This book provides an introduction to and overview of automatic software diversity techniques that, in one way or another, use randomization to greatly increase the difficulty of exploiting the vast amounts of low-level code in existence. Diversity-based defenses are motivated by the observation that a single attack will fail against multiple targets with unique attack surfaces. We introduce the many, often complementary, ways that one can diversify attack surfaces and provide an accessible guide to more than two decades worth of research on the topic. We also discuss techniques used in conjunction with diversity to prevent accidental disclosure of randomized program aspects and present an in-depth case study of one of our own diversification solutions.

Table of Contents

Attacking and Defending
What to Diversify
When to Diversify
Case Study: Compile-time Diversification
Information Leakage Resilience
Advanced Topics
Authors' Biographies

About the Author(s)

Per Larsen, Immunant, Inc.
Per Larsen recently decided to try his luck as an entrepreneur and currently leads an information security startup: Immunant, Inc. Previously, he worked four years as a postdoctoral scholar at the University of California, Irvine. He graduated with a Ph.D. from the Technical University of Denmark in 2011. He enjoys caffeinated beverages and staying up very late.

Stefan Brunthaler, SBA Research (Vienna, Austria)
Stefan Brunthaler received a Dr.techn. with distinction from TU Vienna in 2011 and spent the next four years as postdoctoral scholar at the University of California, Irvine. Currently, he is a key researcher at SBA Research in Vienna, Austria, working on various topics in language-based security.

Lucas Davi, Intel Collaborative Research Institute for Secure Computing
Lucas Davi is a researcher at the Intel Collaborative Research Institute for Secure Computing (ICRI-SC) at Technische Universitat Darmstadt, Germany. He received his Ph.D. from Technische Universitat Darmstadt, Germany, in computer science, focusing on code-reuse attacks and defenses. His research focuses on exploits such as return-oriented programming (ROP) for diverse processor architectures. He is working on new attack methods and countermeasures against exploits such as control-flow integrity and software diversity.

Ahmad-Reza Sadeghi, Technische Universitat Darmstadt (Germany)
Ahmad-Reza Sadeghi is a full professor of Computer Science at Technische Universitat Darmstadt, Germany. He is the head of the System Security Lab at the Center for Advanced Security Research Darmstadt (CASED) and the Director of the Intel Collaborative Research Institute for Secure Computing (ICRI-SC) at TU Darmstadt.
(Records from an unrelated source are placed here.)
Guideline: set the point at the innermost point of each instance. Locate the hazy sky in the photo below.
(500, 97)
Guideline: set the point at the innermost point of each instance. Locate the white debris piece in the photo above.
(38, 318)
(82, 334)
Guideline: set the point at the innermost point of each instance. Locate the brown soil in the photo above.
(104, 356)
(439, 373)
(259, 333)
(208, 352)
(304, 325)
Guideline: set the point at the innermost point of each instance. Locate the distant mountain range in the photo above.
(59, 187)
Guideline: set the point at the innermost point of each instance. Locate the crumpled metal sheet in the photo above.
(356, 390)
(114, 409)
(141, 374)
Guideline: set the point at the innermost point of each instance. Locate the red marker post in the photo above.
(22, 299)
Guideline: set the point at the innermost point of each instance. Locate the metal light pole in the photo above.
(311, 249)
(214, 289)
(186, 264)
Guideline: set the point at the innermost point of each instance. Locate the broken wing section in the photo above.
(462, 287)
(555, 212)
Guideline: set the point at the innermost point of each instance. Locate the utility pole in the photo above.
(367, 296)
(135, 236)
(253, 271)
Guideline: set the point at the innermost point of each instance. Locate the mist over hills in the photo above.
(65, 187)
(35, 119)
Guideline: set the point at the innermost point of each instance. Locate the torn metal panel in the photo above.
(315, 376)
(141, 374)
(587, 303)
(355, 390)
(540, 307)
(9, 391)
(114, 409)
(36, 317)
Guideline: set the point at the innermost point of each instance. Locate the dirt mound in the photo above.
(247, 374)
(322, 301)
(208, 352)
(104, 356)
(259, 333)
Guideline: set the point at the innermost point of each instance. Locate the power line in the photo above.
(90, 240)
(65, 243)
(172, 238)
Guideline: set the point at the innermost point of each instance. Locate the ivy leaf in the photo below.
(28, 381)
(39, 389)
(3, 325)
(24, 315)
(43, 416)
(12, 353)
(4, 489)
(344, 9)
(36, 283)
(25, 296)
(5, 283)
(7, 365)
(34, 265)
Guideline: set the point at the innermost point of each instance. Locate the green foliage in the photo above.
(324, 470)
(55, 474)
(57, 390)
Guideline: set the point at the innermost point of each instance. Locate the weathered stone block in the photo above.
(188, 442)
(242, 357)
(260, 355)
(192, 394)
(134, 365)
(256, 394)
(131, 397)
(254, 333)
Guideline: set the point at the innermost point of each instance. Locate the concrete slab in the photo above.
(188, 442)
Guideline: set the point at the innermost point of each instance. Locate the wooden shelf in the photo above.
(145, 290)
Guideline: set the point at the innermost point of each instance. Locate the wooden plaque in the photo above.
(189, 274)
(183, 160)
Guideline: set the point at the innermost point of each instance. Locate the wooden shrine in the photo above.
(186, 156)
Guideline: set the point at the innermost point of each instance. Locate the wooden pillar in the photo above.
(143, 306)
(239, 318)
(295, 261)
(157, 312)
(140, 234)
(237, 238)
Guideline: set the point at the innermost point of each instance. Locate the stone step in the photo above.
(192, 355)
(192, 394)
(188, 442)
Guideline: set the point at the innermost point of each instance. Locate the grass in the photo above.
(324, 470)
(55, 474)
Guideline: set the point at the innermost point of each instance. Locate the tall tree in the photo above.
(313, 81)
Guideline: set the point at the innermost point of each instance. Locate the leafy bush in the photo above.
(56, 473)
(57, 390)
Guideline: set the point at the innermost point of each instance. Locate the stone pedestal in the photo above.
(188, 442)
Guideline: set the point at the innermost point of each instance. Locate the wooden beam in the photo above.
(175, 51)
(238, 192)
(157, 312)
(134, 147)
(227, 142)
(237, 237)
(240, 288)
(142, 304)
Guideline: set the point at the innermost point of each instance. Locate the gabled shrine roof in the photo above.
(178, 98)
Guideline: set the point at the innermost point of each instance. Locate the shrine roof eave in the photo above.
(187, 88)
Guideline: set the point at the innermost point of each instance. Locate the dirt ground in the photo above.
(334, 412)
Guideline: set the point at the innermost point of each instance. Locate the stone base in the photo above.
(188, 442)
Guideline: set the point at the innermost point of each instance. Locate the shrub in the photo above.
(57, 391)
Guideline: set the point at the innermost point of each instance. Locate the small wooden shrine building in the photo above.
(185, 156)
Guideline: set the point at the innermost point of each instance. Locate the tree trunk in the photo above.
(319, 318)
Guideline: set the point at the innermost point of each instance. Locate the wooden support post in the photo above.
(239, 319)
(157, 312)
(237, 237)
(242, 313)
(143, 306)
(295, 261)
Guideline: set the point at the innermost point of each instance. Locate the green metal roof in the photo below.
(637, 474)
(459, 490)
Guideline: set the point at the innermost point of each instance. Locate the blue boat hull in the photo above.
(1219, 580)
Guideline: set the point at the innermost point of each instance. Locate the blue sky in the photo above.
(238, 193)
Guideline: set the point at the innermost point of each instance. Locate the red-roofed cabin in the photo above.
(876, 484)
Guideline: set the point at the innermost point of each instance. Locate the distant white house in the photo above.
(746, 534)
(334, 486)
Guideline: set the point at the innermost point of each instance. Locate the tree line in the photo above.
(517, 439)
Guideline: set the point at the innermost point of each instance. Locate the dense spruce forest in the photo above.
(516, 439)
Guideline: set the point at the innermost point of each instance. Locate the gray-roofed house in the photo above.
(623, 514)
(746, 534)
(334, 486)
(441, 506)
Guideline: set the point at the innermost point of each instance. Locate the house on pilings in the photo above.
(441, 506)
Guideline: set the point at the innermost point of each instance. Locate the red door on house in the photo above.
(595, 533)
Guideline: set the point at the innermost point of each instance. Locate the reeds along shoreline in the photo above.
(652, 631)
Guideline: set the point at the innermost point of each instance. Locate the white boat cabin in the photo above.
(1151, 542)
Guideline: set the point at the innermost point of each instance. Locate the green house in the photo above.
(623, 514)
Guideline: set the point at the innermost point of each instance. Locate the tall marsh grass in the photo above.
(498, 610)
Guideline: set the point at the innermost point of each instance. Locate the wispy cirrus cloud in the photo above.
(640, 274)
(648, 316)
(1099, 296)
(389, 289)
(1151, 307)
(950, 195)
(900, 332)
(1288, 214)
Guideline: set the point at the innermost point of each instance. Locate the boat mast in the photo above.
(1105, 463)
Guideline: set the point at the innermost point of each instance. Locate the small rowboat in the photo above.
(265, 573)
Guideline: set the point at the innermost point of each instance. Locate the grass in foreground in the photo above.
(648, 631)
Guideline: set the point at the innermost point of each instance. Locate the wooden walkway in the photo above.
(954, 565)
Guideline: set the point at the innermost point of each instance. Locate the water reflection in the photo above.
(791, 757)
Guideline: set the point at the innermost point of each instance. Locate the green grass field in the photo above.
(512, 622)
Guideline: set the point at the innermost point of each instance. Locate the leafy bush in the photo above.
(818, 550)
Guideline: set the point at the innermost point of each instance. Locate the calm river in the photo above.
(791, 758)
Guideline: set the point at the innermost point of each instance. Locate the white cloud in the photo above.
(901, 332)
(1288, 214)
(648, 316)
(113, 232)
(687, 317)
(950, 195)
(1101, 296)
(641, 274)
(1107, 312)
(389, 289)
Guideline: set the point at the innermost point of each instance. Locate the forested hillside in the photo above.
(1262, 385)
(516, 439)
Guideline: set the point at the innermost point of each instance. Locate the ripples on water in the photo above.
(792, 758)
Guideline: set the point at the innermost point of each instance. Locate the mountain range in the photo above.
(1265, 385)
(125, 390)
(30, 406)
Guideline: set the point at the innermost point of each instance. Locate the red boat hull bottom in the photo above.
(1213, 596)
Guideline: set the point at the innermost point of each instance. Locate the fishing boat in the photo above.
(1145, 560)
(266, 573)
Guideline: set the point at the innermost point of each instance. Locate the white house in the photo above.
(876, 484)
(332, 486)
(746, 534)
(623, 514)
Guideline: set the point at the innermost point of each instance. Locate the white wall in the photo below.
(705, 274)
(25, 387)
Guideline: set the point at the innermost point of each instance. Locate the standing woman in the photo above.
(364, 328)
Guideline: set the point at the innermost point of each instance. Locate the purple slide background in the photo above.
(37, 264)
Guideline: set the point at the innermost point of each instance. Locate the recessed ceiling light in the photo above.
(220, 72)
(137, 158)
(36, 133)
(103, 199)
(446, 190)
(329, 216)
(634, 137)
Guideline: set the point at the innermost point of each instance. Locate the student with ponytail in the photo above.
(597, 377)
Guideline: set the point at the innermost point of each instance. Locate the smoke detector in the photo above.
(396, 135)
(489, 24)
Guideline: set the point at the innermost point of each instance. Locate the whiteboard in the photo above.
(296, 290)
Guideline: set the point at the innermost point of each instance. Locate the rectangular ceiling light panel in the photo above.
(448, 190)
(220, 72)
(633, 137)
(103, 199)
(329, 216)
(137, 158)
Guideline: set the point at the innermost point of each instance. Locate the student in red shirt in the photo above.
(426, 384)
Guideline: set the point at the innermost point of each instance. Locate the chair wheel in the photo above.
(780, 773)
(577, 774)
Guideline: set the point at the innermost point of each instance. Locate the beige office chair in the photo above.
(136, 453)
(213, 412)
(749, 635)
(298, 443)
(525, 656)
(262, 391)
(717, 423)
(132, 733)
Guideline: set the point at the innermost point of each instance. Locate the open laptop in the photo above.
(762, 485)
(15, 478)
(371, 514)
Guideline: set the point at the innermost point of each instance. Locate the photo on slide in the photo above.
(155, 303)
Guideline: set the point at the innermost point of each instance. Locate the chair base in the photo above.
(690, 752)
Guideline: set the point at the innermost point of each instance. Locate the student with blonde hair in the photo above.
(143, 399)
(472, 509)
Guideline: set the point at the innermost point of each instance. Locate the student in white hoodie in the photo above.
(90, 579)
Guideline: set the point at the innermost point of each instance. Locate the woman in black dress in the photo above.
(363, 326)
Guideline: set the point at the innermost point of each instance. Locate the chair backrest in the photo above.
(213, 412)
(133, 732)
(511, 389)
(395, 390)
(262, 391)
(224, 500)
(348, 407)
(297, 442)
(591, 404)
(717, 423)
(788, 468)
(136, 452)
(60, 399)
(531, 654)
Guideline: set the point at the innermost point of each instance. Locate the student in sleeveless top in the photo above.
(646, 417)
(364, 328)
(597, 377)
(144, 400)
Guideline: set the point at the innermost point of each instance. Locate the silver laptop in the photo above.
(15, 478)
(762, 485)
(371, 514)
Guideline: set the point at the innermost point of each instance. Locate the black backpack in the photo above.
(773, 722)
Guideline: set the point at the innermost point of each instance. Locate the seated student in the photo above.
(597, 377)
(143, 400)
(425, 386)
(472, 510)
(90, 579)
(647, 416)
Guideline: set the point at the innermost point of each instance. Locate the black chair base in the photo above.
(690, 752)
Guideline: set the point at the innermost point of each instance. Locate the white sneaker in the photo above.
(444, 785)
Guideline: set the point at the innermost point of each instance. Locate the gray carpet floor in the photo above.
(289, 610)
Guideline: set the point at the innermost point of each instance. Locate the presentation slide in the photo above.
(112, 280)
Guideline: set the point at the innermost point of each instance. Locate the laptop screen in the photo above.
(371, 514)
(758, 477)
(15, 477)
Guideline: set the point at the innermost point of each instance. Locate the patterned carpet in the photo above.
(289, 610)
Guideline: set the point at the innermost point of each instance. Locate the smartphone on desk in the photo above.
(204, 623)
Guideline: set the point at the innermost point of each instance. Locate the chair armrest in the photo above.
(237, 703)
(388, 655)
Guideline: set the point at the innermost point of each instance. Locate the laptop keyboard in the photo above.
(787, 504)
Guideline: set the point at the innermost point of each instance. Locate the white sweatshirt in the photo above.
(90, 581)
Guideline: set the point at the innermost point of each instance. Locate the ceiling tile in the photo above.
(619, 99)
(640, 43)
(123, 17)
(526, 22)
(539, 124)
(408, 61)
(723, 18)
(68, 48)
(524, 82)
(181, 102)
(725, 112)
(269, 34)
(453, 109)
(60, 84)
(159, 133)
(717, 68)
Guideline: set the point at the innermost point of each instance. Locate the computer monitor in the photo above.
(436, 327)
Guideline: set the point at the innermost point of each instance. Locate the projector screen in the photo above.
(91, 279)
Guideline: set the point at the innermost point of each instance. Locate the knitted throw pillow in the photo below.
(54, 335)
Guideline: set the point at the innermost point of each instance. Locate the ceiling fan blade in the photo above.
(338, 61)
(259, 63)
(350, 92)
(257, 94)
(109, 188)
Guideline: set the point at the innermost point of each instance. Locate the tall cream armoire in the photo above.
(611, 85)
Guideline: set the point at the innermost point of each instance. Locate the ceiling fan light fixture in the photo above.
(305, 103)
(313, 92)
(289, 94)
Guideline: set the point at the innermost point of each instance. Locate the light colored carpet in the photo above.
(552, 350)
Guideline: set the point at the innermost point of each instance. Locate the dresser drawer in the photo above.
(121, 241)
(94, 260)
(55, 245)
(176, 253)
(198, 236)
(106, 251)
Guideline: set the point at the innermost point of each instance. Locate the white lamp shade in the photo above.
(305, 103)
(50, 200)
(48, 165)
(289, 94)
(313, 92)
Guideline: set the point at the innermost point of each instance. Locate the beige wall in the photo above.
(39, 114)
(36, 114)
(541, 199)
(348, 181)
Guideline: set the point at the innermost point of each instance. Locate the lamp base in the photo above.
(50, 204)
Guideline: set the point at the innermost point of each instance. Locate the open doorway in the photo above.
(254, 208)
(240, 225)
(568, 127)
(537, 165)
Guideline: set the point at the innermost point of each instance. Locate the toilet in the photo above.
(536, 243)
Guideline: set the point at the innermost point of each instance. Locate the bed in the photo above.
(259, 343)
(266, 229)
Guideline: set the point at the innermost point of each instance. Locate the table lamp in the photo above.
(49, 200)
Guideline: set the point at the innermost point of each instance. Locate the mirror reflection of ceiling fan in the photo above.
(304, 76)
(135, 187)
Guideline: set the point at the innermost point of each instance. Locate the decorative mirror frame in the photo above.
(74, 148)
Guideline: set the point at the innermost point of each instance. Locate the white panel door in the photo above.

He holds a Ph.D. in Computer Science from the University of Saarland in Saarbrucken, Germany. Prior to academia, he worked in Research and Development of Telecommunications enterprises, amongst others Ericsson Telecommunications.

Michael Franz, Secure Systems and Software Laboratory (UC Irvine)
Michael Franz is the director of the Secure Systems and Software Laboratory at the University of California, Irvine (UCI). He is a Full Professor of Computer Science in UCI's Donald Bren School of Information and Computer Sciences and a Full Professor of Electrical Engineering and Computer Science (by courtesy) in UCI's Henry Samueli School of Engineering. Prof. Franz was an early pioneer in the areas of mobile code and dynamic compilation. He created an early just-in-time compilation system, contributed to the theory and practice of continuous compilation and optimization, and co-invented the trace compilation technology that eventually became the JavaScript engine in Mozilla's Firefox browser. Franz received a Dr. sc. techn. degree in Computer Science and a Dipl. Informatik-Ing. ETH degree, both from the Swiss Federal Institute of Technology, ETH Zurich.